Kaum einem technologischen Themenfeld wird sowohl in der Fachwelt als auch in der breiten Öffentlichkeit derzeit soviel Aufmerksamkeit zuteil, wie der Elektromobilität oder präziser der Elektrifizierung des Antriebstrangs. In der Dynamik, die das Thema erfährt, liegt eine große Chance, jedoch nur dann, wenn neben allem Optimismus auch eine realistische Einschätzung der heutigen Leistungsfähigkeit sowie der Entwicklungspotenziale erfolgt. Verdichtet auf 7 Thesen, fasst diese Stellungnahme des Fraunhofer IAO zentrale Punkte zusammen, die bei einer Diskussion über die Elektromobilität berücksichtigt werden sollten.

These 1: Aus Fehlern der Vergangenheit lernen
Bereits in den 80er und 90er Jahren wurde das Thema Elektromobilität ähnlich euphorisch diskutiert wie heute. Unter anderem in Kalifornien, Rügen, LaRochelle (Frankreich) und Mendrisio (Schweiz) wurden Flottenversuche mit Elektrofahrzeugen durchgeführt, die jeweils eigene Erkenntnisse zu den technologischen und gesellschaftlichen Möglichkeiten der Elektromobilität erbracht haben. (siehe: »Flottenversuche mit Elektromobilen: Lessons Learned aus den 90er Jahren«). Notwendig ist eine übergreifende, ganzheitliche Aufarbeitung dieser Flottenversuche als gemeinsame Grundlage für die Forschung und weitere Erprobung.

These 2: Elektromobilität muss ohne Förderung funktionieren
Von Beginn an darf nicht aus den Augen verloren werden, dass Elektromobilität mittelfristig ohne Förderung des Staates wirtschaftlich darstellbar sein muss. An dieser Prämisse müssen sich die für einen Marktdurchbruch zweifellos erforderlichen Fördermaßnahmen ausrichten. Viel wichtiger als eine breit angelegte finanzielle Marktförderung ist es, die deutsche Industrie- und Forschungslandschaft beim Aufbau spezifischer Technologiekompetenz zu unterstützen und die Etablierung von elektromobilen Wertschöpfungsketten unter Einbindung von kleinen und mittelständischen Unternehmen zu fördern.

These 3: Elektromobilität muss über die Wertschöpfungskette betrachtet werden
In Deutschland ist die komplette automobile Wertschöpfungskette vom kleinen Zulieferer von der schwäbischen Alb bis zu weltweit bedeutenden Zulieferunternehmen und Automobilherstellern vertreten. Diese bestehende Wertschöpfungskette gilt es fit zu machen für den Weg in die elektromobile Fahrzeugindustrie.

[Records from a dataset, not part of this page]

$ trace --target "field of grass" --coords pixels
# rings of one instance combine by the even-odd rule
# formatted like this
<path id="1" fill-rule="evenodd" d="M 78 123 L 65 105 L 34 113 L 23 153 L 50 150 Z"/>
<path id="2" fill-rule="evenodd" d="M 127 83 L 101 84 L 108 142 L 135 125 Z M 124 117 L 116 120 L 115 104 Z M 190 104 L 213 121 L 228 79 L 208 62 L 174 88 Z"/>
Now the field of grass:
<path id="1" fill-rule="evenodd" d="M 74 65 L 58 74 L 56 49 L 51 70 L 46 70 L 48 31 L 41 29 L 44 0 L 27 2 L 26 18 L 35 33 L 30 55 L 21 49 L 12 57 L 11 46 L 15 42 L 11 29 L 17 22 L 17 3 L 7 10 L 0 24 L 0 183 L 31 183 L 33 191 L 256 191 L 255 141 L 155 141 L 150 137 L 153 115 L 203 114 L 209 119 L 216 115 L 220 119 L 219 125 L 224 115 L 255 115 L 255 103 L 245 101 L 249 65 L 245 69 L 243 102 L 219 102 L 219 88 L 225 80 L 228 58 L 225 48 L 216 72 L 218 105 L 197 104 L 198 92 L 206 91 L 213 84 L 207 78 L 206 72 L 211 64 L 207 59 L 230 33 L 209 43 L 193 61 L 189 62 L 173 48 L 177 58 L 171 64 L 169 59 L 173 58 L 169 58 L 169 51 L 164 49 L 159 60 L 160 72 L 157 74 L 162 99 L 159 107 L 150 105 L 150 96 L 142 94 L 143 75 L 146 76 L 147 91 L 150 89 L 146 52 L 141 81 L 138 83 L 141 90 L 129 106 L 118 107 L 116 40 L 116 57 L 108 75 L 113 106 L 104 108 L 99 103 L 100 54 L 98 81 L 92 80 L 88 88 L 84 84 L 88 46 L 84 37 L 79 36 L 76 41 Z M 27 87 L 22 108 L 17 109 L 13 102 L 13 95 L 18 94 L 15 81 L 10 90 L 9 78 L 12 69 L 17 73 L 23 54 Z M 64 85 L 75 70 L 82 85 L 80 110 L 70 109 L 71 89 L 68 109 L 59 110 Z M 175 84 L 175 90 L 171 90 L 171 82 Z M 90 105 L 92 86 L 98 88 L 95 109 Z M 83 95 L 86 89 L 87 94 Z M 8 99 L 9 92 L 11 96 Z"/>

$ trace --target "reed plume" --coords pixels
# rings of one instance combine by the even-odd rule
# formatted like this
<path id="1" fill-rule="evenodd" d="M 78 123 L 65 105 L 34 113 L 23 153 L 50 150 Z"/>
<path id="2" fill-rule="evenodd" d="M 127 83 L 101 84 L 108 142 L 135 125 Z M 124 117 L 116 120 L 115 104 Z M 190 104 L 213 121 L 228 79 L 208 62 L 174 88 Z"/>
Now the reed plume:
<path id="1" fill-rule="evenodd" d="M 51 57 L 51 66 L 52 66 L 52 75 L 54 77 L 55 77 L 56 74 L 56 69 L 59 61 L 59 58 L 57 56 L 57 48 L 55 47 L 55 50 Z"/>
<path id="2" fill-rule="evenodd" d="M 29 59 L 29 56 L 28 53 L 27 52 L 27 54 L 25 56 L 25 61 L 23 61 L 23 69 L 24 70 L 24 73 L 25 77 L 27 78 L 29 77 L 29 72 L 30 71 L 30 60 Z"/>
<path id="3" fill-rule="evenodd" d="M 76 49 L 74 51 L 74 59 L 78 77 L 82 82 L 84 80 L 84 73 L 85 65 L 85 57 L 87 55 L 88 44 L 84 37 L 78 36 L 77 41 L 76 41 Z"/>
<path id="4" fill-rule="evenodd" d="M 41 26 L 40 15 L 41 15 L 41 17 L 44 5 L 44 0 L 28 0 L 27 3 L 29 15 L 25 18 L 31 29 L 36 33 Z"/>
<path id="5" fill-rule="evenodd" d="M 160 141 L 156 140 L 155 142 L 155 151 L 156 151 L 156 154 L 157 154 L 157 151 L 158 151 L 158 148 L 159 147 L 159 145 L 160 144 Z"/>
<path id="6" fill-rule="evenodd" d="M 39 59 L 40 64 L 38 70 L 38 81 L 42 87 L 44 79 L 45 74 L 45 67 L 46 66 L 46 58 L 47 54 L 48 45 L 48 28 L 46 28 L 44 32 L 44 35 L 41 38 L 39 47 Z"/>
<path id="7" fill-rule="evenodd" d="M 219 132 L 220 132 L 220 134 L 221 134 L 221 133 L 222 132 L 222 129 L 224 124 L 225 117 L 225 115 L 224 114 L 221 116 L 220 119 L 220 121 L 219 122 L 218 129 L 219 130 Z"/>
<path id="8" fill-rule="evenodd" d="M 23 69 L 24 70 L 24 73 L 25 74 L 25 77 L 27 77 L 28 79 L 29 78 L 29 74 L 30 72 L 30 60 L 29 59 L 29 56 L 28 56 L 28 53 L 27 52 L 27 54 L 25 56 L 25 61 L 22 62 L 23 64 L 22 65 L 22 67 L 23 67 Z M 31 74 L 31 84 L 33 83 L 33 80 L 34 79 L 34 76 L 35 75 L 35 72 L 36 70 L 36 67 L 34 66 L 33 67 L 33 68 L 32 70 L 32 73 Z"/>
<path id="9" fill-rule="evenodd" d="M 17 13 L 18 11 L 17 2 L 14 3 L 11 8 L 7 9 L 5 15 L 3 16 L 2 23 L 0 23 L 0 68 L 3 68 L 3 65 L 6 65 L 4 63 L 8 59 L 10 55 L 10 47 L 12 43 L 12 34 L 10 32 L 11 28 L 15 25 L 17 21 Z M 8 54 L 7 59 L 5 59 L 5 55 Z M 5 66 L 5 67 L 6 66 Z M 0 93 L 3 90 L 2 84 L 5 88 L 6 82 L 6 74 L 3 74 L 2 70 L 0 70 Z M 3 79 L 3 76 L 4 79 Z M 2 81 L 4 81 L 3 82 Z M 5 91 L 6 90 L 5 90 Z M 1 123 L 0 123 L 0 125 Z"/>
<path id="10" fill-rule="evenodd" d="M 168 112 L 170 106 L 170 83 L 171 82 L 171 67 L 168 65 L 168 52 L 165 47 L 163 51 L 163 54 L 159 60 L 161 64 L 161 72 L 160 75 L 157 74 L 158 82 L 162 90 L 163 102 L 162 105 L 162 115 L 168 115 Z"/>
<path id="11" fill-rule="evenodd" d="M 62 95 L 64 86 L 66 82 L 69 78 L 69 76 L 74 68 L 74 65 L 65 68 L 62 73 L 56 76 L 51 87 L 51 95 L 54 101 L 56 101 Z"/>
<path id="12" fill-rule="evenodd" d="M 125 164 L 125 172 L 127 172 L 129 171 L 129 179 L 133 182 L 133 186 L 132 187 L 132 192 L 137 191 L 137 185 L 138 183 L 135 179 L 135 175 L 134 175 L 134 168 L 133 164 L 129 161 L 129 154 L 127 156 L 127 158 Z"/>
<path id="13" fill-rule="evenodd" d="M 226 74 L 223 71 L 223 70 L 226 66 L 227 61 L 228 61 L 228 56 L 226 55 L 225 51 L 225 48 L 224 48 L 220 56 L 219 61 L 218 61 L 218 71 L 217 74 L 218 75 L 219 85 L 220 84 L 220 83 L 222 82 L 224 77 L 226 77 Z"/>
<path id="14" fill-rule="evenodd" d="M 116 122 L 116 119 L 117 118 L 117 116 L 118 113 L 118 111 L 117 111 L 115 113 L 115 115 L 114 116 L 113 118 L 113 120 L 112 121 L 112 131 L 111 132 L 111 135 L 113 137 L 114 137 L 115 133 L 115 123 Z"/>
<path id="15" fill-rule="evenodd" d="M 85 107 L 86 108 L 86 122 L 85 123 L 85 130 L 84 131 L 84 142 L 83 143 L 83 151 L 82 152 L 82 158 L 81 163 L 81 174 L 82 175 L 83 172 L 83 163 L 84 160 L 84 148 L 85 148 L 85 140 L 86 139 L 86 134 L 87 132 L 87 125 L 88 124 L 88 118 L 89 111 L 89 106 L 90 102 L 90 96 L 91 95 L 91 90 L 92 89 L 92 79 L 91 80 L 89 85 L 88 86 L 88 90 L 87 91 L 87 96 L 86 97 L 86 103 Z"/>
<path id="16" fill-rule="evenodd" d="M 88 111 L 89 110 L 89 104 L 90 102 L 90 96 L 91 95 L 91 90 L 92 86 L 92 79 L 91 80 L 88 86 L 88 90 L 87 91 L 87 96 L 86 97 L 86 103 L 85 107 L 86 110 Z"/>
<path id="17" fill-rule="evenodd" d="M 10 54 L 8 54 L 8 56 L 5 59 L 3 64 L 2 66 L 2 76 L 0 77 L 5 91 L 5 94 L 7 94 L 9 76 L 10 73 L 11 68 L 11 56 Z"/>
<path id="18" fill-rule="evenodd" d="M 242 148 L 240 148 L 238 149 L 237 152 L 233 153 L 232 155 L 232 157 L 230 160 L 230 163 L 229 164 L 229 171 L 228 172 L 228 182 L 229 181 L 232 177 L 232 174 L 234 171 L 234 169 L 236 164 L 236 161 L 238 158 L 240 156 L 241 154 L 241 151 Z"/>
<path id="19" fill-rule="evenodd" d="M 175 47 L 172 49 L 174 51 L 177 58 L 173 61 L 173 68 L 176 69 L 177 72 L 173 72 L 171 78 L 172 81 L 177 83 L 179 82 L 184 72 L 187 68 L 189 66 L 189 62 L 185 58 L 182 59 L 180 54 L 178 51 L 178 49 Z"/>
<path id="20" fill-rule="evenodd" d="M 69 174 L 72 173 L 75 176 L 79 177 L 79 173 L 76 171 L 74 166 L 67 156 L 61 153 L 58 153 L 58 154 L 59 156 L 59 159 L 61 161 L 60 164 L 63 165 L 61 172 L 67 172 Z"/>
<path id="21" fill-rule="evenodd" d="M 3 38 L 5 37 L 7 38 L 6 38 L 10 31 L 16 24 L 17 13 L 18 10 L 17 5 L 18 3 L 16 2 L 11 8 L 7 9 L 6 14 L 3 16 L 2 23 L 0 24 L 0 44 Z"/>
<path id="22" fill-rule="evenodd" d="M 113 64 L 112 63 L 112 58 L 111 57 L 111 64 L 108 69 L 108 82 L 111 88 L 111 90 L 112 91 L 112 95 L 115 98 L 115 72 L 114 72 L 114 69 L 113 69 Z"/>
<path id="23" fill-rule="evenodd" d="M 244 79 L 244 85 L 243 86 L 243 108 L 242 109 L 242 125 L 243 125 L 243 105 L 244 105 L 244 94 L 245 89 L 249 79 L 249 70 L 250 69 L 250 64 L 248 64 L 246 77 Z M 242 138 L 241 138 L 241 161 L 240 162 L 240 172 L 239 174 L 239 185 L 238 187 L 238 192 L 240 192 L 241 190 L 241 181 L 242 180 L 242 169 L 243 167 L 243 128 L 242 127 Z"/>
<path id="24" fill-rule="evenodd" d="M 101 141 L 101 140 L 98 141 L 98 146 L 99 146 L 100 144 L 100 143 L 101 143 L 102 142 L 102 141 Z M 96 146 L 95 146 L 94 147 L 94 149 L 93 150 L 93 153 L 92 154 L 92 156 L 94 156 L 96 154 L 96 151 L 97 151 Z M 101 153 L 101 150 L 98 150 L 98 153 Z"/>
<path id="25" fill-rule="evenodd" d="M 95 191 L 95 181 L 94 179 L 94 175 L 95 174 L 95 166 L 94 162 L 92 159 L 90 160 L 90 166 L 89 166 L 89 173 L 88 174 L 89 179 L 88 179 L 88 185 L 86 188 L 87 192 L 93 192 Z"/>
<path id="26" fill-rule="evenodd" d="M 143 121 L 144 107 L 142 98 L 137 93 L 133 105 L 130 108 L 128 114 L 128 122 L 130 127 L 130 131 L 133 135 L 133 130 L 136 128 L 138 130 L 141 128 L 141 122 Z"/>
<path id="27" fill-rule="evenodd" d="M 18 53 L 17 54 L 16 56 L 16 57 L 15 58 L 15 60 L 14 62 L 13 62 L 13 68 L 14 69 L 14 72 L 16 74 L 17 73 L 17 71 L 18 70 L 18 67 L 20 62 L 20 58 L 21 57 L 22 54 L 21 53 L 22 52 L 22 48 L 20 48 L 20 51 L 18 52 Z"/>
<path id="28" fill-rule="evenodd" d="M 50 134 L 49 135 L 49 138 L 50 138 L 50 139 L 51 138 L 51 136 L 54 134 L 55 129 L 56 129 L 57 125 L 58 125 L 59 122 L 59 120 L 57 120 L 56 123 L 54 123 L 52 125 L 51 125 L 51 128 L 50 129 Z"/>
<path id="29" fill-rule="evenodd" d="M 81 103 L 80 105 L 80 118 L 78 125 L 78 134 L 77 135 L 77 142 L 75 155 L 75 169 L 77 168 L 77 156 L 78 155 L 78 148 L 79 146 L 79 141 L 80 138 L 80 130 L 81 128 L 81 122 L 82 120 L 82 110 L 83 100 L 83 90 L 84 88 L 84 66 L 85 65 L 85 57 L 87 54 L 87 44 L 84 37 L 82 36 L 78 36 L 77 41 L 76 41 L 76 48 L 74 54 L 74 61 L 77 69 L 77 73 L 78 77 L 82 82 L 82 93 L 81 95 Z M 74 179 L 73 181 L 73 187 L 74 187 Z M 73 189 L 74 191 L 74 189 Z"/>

These 4: Die Antriebswelt wird vielseitiger
Nach einer Studie die das Fraunhofer IAO im Auftrag des Wirtschaftsministeriums und der Wirtschaftsförderung Region Stuttgart erarbeitet hat (Strukturstudie BWe Mobil) haben bereits im Jahr 2020 über 25 Prozent der Neuzulassungen eine elektrische Antriebsstrangkomponente. Während das batterieelektrische Fahrzeug auf absehbare Zeit eher ein Nischendasein führen wird, kommt den Hybridkonzepten, die sich im Grad der Elektrifizierung unterscheiden, schon sehr bald eine große Bedeutung zu. Nicht zu vergessen ist auch das Brennstoffzellenfahrzeug, welches ein lokal emissionsfreies Fahren auch auf längeren Strecken ermöglichen würde. Zusammengefasst: Die Antriebswelt wird vielseitiger, komplexer und damit auch anspruchsvoller zu beherrschen. Deshalb muss zusätzlich zur führenden Position heimischer Unternehmen beim Verbrennungsmotor-basierten Antriebsstrang auch bei den Hybridantrieben und dem batterieelektrischen Antrieb eine vergleichbare Wettbewerbsposition erreicht werden – und zwar ohne die Weiterentwicklung des Verbrennungsmotors insbesondere hinsichtlich Effizienz zu vernachlässigen. Denn in den Effizienztechnologien für den Verbrennungsmotor, auch das zeigt unsere Studie, liegt auf absehbare Zeit das größte Wertschöpfungs- und damit Beschäftigungspotenzial in der Automobilindustrie.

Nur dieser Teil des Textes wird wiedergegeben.